I do have to give it to Taroko Gorge, though. I mean, it was the day after the typhoon hit just 10km south of the train stop, so tourists weren’t swarming anywhere.
We, unlike the other tourists on their buses, took a train to get there. After guessing our way through an automated ticket vendor, we hopped on a train and headed out of the city. We couldn’t really tell if we were going the correct way (East, then South), until we saw coast.
The train ride was uneventful other than a few conversations had here and a nap there. The only real noteworthy moment was when our time to disembark came and we started to guess as to what station was ours. See, when Romanizing Mandarin, there are many options for the same sound. For example: chi and qi are the same sound. So are x and ch and sometimes even sh. Confused? Me too.
Luckily, we steamrolled our way through the matching sounds to Roman letters process, and ended up getting off on the correct station. I don’t know if it was the anxiety of “Oh no, we might get off at the wrong stop in the middle of rural Taiwan where we don’t speak the language and certainly can’t blend in or walk home” or the three hour train ride itself, but we got out of the train station down right hungry.
Leave it to smart people who want to make a dollar off of travelers and tourists to set up a food stand right outside of the train station. Now, I’m not faulting them for it or chastising their marketing strategies, in fact I’m applauding them. And I’m actually cheering for this particular food stand because it happened to be filled with nothing but tropical fruit.
Equipped with no language skills, still, we started our pointing game. The owners- a husbands and wife dynamic duo – played into our gesturing dance, replying to our points with nods and Mandarin suggestions for this one and that one .We agreed to “this one” – being a giant mango – but declined “that one” – a dragon fruit, violently red on the inside.

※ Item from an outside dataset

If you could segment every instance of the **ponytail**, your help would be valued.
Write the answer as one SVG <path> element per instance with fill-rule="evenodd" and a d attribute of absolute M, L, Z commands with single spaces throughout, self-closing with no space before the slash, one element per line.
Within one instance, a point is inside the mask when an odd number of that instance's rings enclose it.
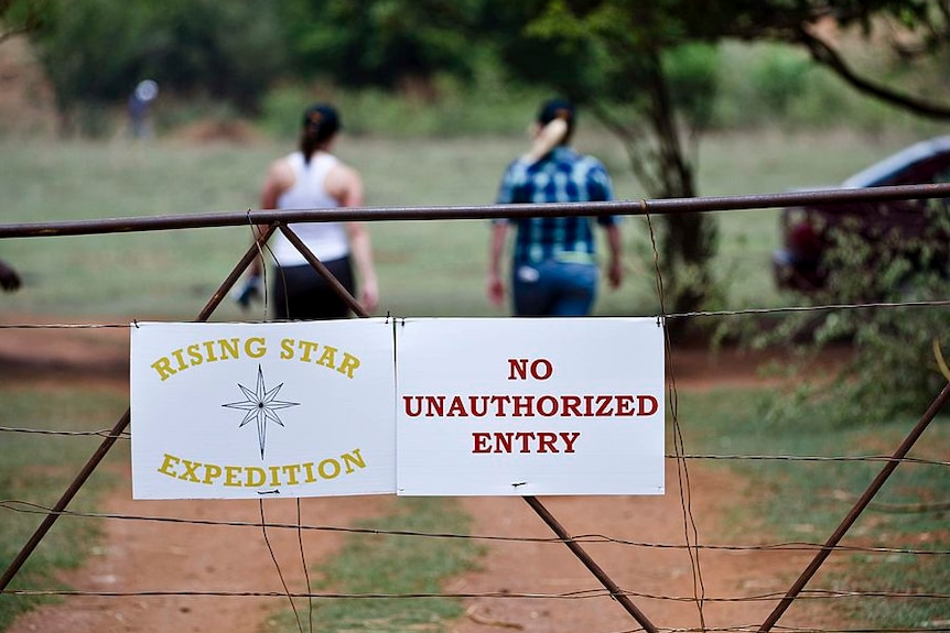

Delighted with our presence, the wife offered to cut the mango for us (by saying something as she mocked slicing with the outside edge of her hand). We agreed. And as she took to the mango with quiet diligence, the husband started to distract us with a story about how the typhoon really hurt the area and that most of their fruit trees had died and that this was the last crop. In Mandarin. He used hand movements, pointing, laughing, pseudo-crying, and even a shout or two.
By the story’s end, our mango was packed and stapled shut into a plastic container and we set off to explore the gorge itself.
And oh, what a gorge it was. I come from a land that totes the slogan “Ithaca is Gorges,” so I feel justified in saying this next part: Taroko Gorge holds it’s own as one of the most gorgeous landscapes I’ve ever been to.
Ps. The mango ranks in the top two I’ve ever had – the other being one that I hit down from a Mango tree in the back yard of a family friend in Trinidad. It was firm, but supple. Sweet but flavorful. Meaty without being stringy. This mango was from the heavens.